Among them, the NoveTagging method is from the article "Joint Extraction of experiments and relations based on a novel Tagging scheme", the GraphRel method is from the article "Extraction of Relational efficiencies by an end-to-end neural model with copy mechanism", the OrderCopyRE method is from the article "Learning the Extraction order of multiple Relational efficiencies in a sensor with translation mechanism leaving", and the CasRel method is from the article "Heart Binary Tagging for translation Triple Extraction".

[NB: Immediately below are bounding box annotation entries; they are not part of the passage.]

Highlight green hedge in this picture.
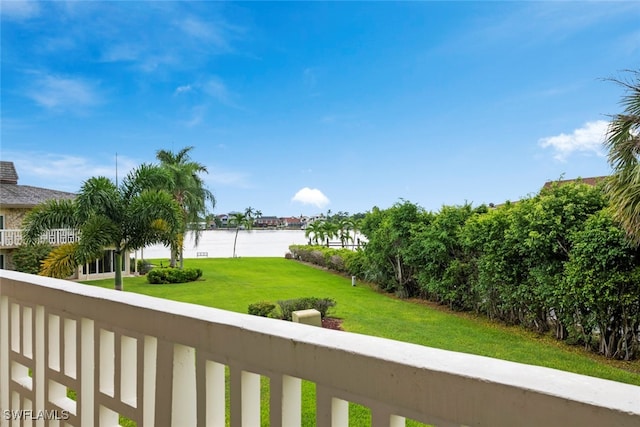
[278,297,336,321]
[287,245,362,276]
[147,268,202,285]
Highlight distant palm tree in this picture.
[337,217,355,248]
[605,71,640,245]
[23,165,182,290]
[229,208,253,258]
[304,220,325,245]
[321,221,338,246]
[156,147,216,268]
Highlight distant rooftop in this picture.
[0,161,18,184]
[542,176,607,188]
[0,161,76,208]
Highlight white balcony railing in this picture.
[0,270,640,427]
[0,228,80,248]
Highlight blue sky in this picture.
[0,1,640,216]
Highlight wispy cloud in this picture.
[26,73,102,112]
[177,17,230,50]
[204,167,250,188]
[173,85,193,95]
[173,76,241,108]
[538,120,609,162]
[0,0,40,20]
[291,187,330,209]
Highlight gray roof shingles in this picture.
[0,184,76,207]
[0,161,76,208]
[0,161,18,184]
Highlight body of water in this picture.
[137,230,308,259]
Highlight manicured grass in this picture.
[87,258,640,385]
[86,258,640,426]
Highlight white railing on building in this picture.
[0,228,80,247]
[0,270,640,427]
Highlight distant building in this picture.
[280,216,305,229]
[0,161,130,279]
[542,176,607,188]
[0,161,75,270]
[253,216,280,228]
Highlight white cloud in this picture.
[0,0,40,20]
[26,75,100,110]
[538,120,609,162]
[291,187,329,209]
[174,85,193,95]
[202,76,230,104]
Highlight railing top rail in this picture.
[0,270,640,426]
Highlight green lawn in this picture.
[87,258,640,427]
[87,258,640,385]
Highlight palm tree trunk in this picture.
[233,228,240,258]
[114,251,124,291]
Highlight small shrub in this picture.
[278,297,336,321]
[147,268,202,285]
[138,259,153,275]
[249,301,276,317]
[13,243,53,274]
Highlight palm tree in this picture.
[304,220,325,245]
[229,208,253,258]
[337,217,355,248]
[23,165,182,290]
[605,71,640,245]
[320,220,338,247]
[156,147,216,268]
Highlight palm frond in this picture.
[38,243,78,279]
[605,71,640,245]
[22,200,79,244]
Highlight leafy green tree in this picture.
[605,71,640,244]
[407,204,484,310]
[156,147,216,268]
[361,201,430,297]
[12,243,53,274]
[558,209,640,360]
[461,199,527,323]
[23,164,183,290]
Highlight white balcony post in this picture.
[171,344,197,427]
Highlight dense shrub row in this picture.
[249,297,336,321]
[291,182,640,360]
[147,268,202,285]
[289,245,358,274]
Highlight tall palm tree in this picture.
[23,165,182,290]
[304,220,325,245]
[229,208,253,258]
[156,147,216,268]
[605,71,640,245]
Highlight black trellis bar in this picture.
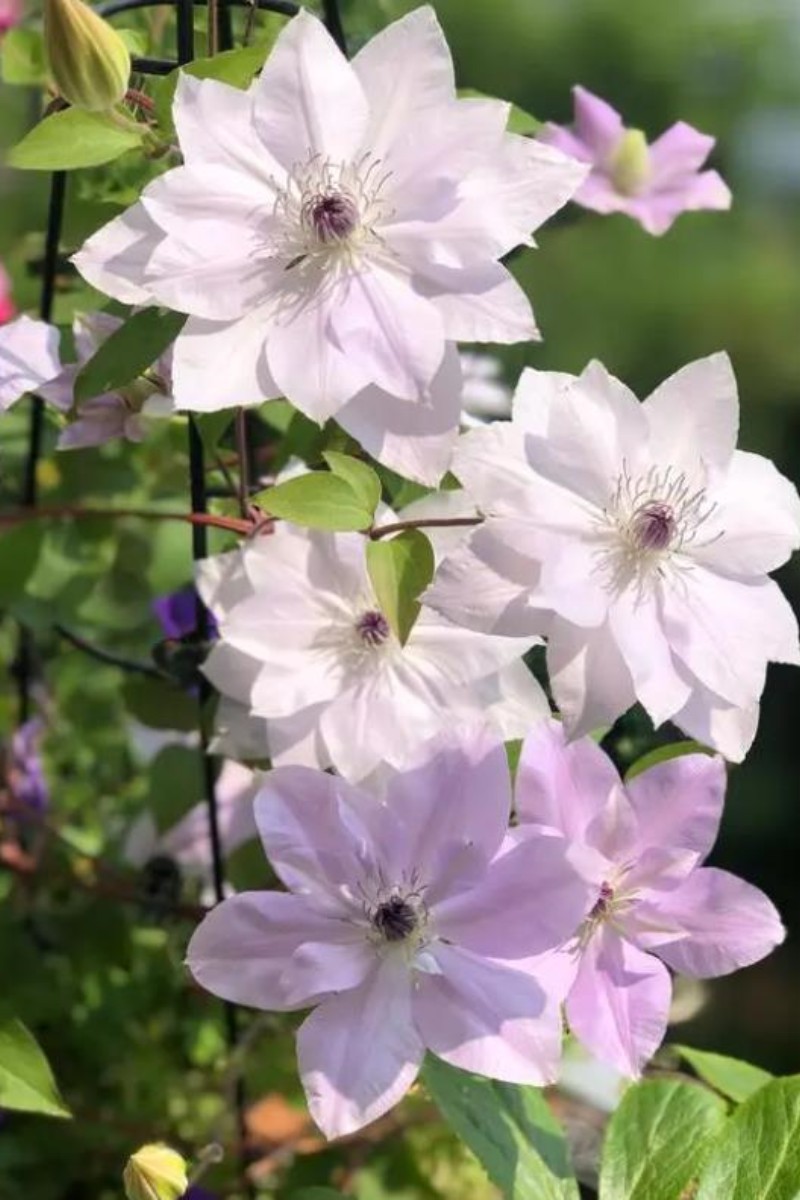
[96,0,300,17]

The calculation method of the F1 evaluation index is as follows:

the F1 index represents the overall level of prediction results and is a harmonic average of model accuracy and recall. As can be seen from Table 1, the method of the present invention achieves the best effect on both data sets, and can improve the key index F1 by 1-2% compared with the latest method, and the extraction accuracy and the recall rate are both significantly improved compared with other methods. The following three problems are solved well: 1) and simultaneously, the problems of entity extraction and relationship classification among entities are solved. 2) And correctly extracting the overlapped triples in the text. 3) The problem of exposure deviation is solved, and the accuracy of extraction is improved.

The above embodiments are only specific examples of the present invention, and the protection scope of the present invention includes but is not limited to the product forms and styles of the above embodiments, and any suitable changes or modifications made by those skilled in the art according to the claims of the present invention shall fall within the protection scope of the present invention.

Claims

1. A text relation extraction method based on sequence labeling is characterized in that: the method comprises the following steps:

step 4, constructing a dependency relationship set R for the triples_s；

is composed of

The vector after the linear transformation is carried out,

and

in order to be a parameter that can be trained,

and

is a deviation parameter;

2. The method of extracting text relations based on sequence labeling according to claim 1, wherein: in step 3, the two-way entity relationship is a relationship of two different directions, namely a forward direction, a direction and a reverse direction.

3. The method of extracting text relations based on sequence labeling according to claim 1, wherein: in step 4, the dependency relationship set R_sThere are three dependencies: head entity head to tail entity head, head entity tail to tail entity tail, entity head to entity tail.

4. The method of extracting text relations based on sequence labeling according to claim 1, wherein: in step 5, the pre-training model is one of BERT, ALBERT, RoBERTA, ERNIE, and XLNET.

5. The method of extracting text relations based on sequence labeling according to claim 1, wherein: in step 6, the traversal process is as follows: each word vector and the word vectors (including itself) behind it form a word vector pair, and the word sequence is traversed to obtain the final word vector pair

And (4) pairing word vectors, wherein n is the number of the word vectors.

6. The method of extracting text relations based on sequence labeling according to claim 1, wherein: in step 9, the loss function is as follows:

wherein the content of the first and second substances,

and

7. The method of extracting text relations based on sequence labeling according to claim 1, wherein: in step 11, the pseudo code is as shown in fig. 3.